Quando ci lasciamo guidare dallo Spirito invece sottoponiamo alla luce della Parola di Dio i nostri bisogni e desideri, se c’è da scegliere tra un bene impegnativo e un male facile, scegliamo il bene impegnativo, impariamo anche l’arte della mortificazione, che è l’arte di educare noi stessi a scegliere il bene, ad assecondare la Parola di Dio e la sua volontà, anche quando ci costa. Il risultato finale è che quando ci lasciamo guidare dallo Spirito cominciamo un po’ alla volta a sperimentare la bellezza dell’essere figli di Dio e di avere un Dio che è Padre, impariamo ad amare in modo autentico, fino al dono della nostra vita.
3. Non c’è però solo un’azione interiore dello Spirito che riguarda la vita del singolo, ma c’è un’azione interiore che dal singolo si espande alla vita della comunità, della Chiesa, nel caso nostro potremmo dire della fraternità.
Il Padre e il Figlio, grazie al dono e all’azione dello Spirito, vengono a dimorare, cioè a stare in modo stabile e permanente dentro di noi: «Se uno mi ama, osserverà la mia parola, e il Padre mio lo amerà e noi verremo a lui, e prenderemo dimora presso di lui» (Gv 14,23).

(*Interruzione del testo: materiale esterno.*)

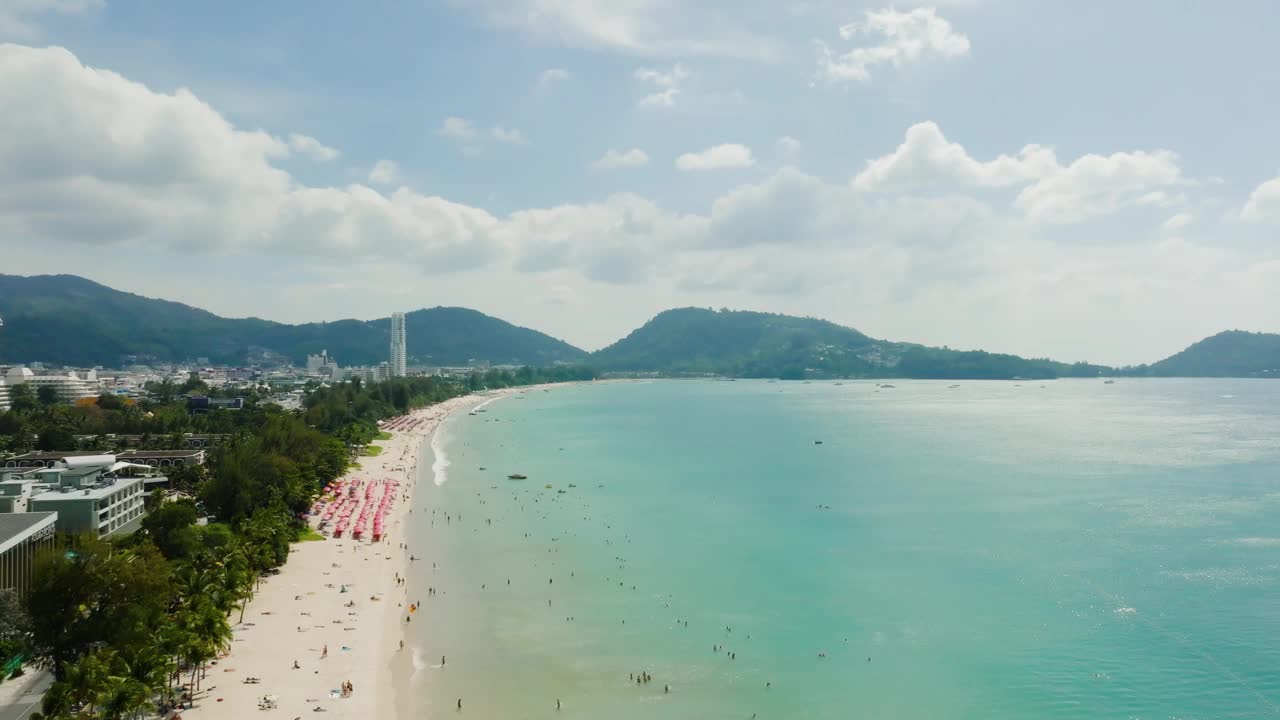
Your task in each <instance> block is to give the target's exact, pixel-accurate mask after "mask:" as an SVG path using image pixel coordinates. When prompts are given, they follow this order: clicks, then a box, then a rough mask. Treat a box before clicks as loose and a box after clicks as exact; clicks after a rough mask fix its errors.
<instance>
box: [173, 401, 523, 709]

Non si tratta di un’espressione simbolica, si tratta della descrizione di ciò che realmente avviene in noi, in modo misterioso, già a partire dal giorno del nostro battesimo.
Nella Regola non bollata, san Francesco ci esorta perciò a prendere molto sul serio le parole di Gesù e ci dice: “E sempre costruiamo in noi una abitazione e una dimora permanente a Lui, che è il Signore Dio onnipotente, Padre e Figlio e Spirito Santo” (Rnb XXII,27: FF 61).
La presenza in noi della Santissima Trinità è la presenza in noi del Padre e del Figlio e dello Spirito che si amano reciprocamente e infinitamente e vivono questo loro reciproco amore dentro di noi. Questa presenza interiore e amante è paragonabile a una centrale a fusione nucleare, che produce energia pulita anziché scorie radioattive. E l’energia prodotta dalla presenza in noi dal Padre e dal Figlio e dallo Spirito nel loro movimento di amore reciproco è l’energia pulita dell’amore gratuito, che realizza comunione anche tra di noi, che anziché produrre scorie brucia le scorie del nostro peccato attraverso l’energia purificatrice della riconciliazione e del perdono.
È una cosa quasi incredibile, tanto è grande e meravigliosa.
4. Alla luce di quanto ci suggerisce la Parola di Dio che abbiamo ascoltato forse comprendiamo meglio perché san Francesco, nel capitolo X della Regola bollata ci dice che ciò che dobbiamo “desiderare sopra ogni cosa è di avere lo Spirito del Signore e la sua santa operazione”, dobbiamo cioè desiderare sopra ogni cosa il dono dello Spirito Santo e lasciarlo agire in noi, lasciarci guidare da Lui, assecondarlo.
Allora sperimenteremo contemporaneamente la bellezza dell’essere figli del Padre, amati come il Figlio unigenito e capaci di amare come Lui, e al tempo stesso la bellezza della comunione tra di noi, come riflesso ed effetto della comunione della Trinità che vive in noi.
Sperimenteremo anche la libertà interiore che ci dà l’osservare la Legge di Dio, la sua Parola, il camminare lasciandoci guidare dallo Spirito.
Non ci resta altro da fare che pregare con fede il versetto al Vangelo, che abbiamo cantato poco fa e che vi suggerisco di imparare a memoria e di pregare spesso: «Vieni, Santo Spirito, riempi i cuori dei tuoi fedeli e accendi in essi il fuoco del tuo amore».